I'll be blogging about some of the other pictures over the next few days.

Holy Jalapeños!

I'm sure that everyone is aware that the newest scapegoat in the War against Salmonella is jalapeños. Tomatoes are now safe to eat after the month long scare but you can forget having any salsa (at least good spicy salsa) or jalapeño poppers. However I have some fresh from my garden, Salmonella free:

I probably have enough cherry tomatoes to make some salsa, but I'll need to see. My Roma tomatoes aren't too far off from ripening and I think they make much better salsa. Anyways, just rubbing it in to all you jalapeño lovers out there that can't get your fix.

MyFarm

I just ran across this story in the San Francisco Chronicle about a company called My Farm. They are a company that you can hire (in San Francisco that is) to come to your house and design, plant, and maintain an organic vegetable garden. So you can have all the benefits of home grown organic food, without having to get your hands dirty.

What I found really interesting is that the article mentions that the default bed configuration is a 4x4 foot raised bed. That sounds just like square foot gardening which is the gardening methodology I use. They don't say it flat out but it really makes me wonder.

I wonder if there are any companies or organizations like this in the Philadelphia area. Maybe if (when?) the tech industry completely collapses I'll just start doing this instead. Perhaps I should start off 'part-time'. Anyone want to hire me to plant a square foot garden in their Philly yard?

My Favorite Summer Salad

For the past week I've been having my favorite summer salad for lunch. I usually have a homemade salad for lunch most days and during the growing season the majority of the ingredients come from my garden. However once the tomatoes start to ripen and the cucumbers are ready, it's time for tomato-cucumber-mozzarella salad!
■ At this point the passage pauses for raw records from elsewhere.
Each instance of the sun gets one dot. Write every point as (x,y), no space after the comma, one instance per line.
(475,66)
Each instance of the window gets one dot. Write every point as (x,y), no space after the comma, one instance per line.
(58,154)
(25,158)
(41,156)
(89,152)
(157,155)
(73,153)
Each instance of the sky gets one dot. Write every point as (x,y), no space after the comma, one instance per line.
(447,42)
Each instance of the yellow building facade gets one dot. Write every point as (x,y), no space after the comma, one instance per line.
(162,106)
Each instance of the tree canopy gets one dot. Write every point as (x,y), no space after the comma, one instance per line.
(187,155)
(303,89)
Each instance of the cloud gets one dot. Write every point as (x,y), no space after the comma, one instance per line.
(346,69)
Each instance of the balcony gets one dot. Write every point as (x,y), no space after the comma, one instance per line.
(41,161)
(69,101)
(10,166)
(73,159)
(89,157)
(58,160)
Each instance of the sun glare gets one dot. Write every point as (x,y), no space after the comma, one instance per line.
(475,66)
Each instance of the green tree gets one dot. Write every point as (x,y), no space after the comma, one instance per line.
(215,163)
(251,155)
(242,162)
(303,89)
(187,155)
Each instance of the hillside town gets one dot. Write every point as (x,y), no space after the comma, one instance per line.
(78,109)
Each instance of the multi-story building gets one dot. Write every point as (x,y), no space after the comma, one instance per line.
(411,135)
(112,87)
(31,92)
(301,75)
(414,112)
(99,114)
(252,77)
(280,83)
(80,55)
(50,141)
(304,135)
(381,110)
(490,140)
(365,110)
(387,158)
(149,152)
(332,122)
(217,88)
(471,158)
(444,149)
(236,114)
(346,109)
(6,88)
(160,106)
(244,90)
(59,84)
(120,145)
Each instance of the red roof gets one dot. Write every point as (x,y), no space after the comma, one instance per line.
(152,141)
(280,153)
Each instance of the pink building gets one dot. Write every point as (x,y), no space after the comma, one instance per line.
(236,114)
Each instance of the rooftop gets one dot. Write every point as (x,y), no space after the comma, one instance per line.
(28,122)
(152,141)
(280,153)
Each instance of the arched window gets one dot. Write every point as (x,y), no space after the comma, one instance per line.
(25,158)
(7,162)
It's so simple to make (less than 5 minutes) and tastes oh so good. Here's the specs:

1 8" cucumber sliced
Tomato slices (any kind - amount equal to that of the cucumber slices)
6 1" fresh mozzarella balls, halved
2 slices red onion, halved
2 leaves fresh basil
Newman's Own Light Lime Vinaigrette
Salt + Pepper

Chiffonade the basil. Mix together the cucumber, tomatoes, onions, mozzarella, and basil. Add a splash of the lime vinaigrette and then salt and pepper to taste. That's it - Yum!

Mini Cabbage

I picked my five of my mini cabbages yesterday. These are called Cabbage Babies that I bought from Jung's:

They seem to be the perfect size for us. I'm going to make some Som Tum salad with them - I'll probably only use two per salad. There should also be plenty of time left in the year to get a second crop, so I will be replanting these shortly.

Artichoke Update

The artichokes are finally about ready. In fact, a little bit too ready:

Over the weekend I picked this artichoke. This is my first time harvesting artichokes so I was not too sure when to pick them. However I was a little late - the next day it started to bloom a little bit while sitting on the counter. I'm still going to see if the heart is good within - I'm hoping so. I also had one of the same size that I left on the plant, so I went outside and it had bloomed:

How cool! So I now know to pick them a bit earlier. Also these are Violetto artichokes. They are smaller than normal artichokes. I'm not quite sure if the petals are big enough to eat, so we'll probably just use them for the hearts.